@rileybrown you can probably build it for half of that if you want to be creative and get something like this, but Id say get the 256gb pmem sticks and replace with a dual socket board as the CPUs are limited to a 1tb ram memory cap https://t.co/AKMKLmP8Qa
Somebody just ran one trillion param model (Kimi K2.5) on a single RTX 3060 12GB GPU at over 4 tokens/sec and 768GB of second-hand Intel Optane memory.
What happened is that a sparse model met an unusual memory tier that could hold its enormous body while the GPU handled the most time-sensitive organs.
i.e. the bulk of the sparse expert weights live in a larger, cheaper memory tier and are pulled into the computation as needed.
This worked because Kimi K2.5 is a Mixture-of-Experts model, so it has 1T total parameters but activates only 32B per token.
The RTX 3060’s 12GB VRAM holds latency-sensitive parts like routing, attention, dense layers, and shared experts.
The huge expert weights sit in Optane PMem, configured as RAM, while 192GB DDR4 ECC acts as cache.
He is using 6 Optane PMem (DCPMM) sticks. This retired memory format was made to bridge DRAM and SSD performance.

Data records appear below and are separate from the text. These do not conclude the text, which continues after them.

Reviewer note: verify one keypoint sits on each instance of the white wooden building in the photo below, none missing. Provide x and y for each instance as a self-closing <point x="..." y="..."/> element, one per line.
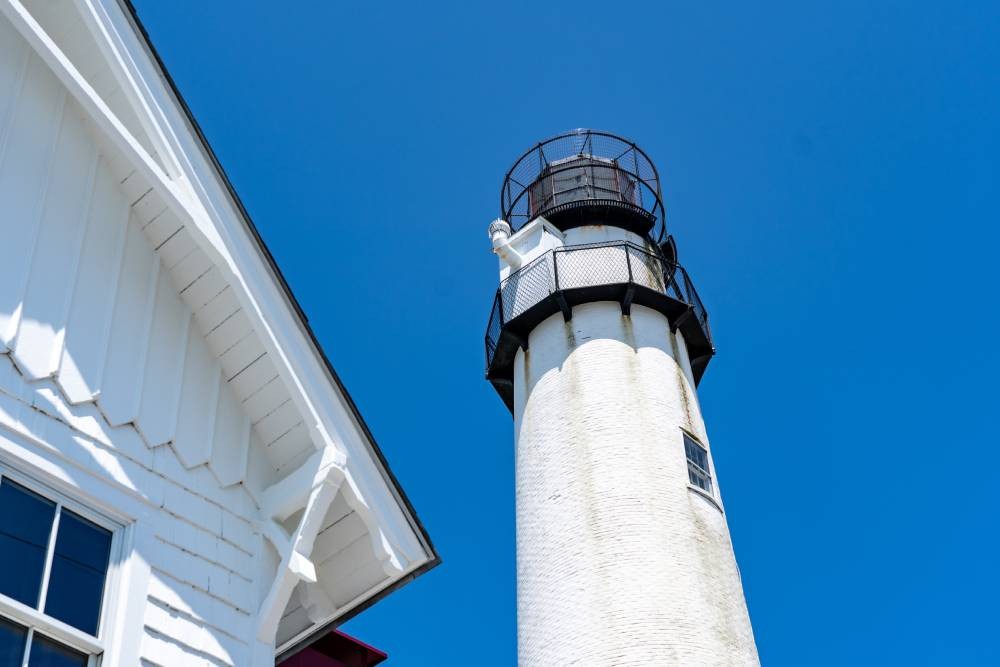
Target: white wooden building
<point x="183" y="478"/>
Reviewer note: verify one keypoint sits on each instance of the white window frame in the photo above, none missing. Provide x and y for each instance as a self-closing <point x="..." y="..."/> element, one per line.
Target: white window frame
<point x="707" y="472"/>
<point x="37" y="621"/>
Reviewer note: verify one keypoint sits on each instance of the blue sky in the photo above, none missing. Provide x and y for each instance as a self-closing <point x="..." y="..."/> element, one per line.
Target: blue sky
<point x="830" y="173"/>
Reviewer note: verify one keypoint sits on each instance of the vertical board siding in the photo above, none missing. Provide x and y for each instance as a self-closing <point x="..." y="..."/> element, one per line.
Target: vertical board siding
<point x="96" y="284"/>
<point x="168" y="341"/>
<point x="232" y="437"/>
<point x="14" y="56"/>
<point x="26" y="161"/>
<point x="199" y="397"/>
<point x="38" y="344"/>
<point x="119" y="398"/>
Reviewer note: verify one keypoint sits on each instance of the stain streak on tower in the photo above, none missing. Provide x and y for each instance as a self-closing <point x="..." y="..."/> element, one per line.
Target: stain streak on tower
<point x="596" y="343"/>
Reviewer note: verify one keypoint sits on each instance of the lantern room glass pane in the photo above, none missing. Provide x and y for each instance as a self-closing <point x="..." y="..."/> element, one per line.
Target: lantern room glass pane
<point x="48" y="653"/>
<point x="12" y="637"/>
<point x="25" y="524"/>
<point x="79" y="567"/>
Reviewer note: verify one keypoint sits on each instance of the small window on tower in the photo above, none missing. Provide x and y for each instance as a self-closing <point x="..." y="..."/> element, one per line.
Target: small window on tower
<point x="697" y="457"/>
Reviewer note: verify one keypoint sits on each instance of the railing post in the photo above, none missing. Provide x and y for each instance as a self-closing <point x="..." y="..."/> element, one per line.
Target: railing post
<point x="560" y="297"/>
<point x="630" y="287"/>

The 768GB Optane configuration, using 6x128GB modules, does beat the best NVMe SSDs on latency by a wide margin, but remains 2x to 3x slower than DRAM.
llama.cpp handled hybrid GPU/CPU inference, with tensor placement tuned through flags like override-tensor.
The result was roughly 4 tokens/sec, which is slow for chat but impressive for a local 1T-parameter model on cheap retired enterprise hardware.
The DDR4 acted as cache, the Optane acted as a giant memory pool, and llama.cpp pushed routing and other critical tensors onto the 12GB GPU.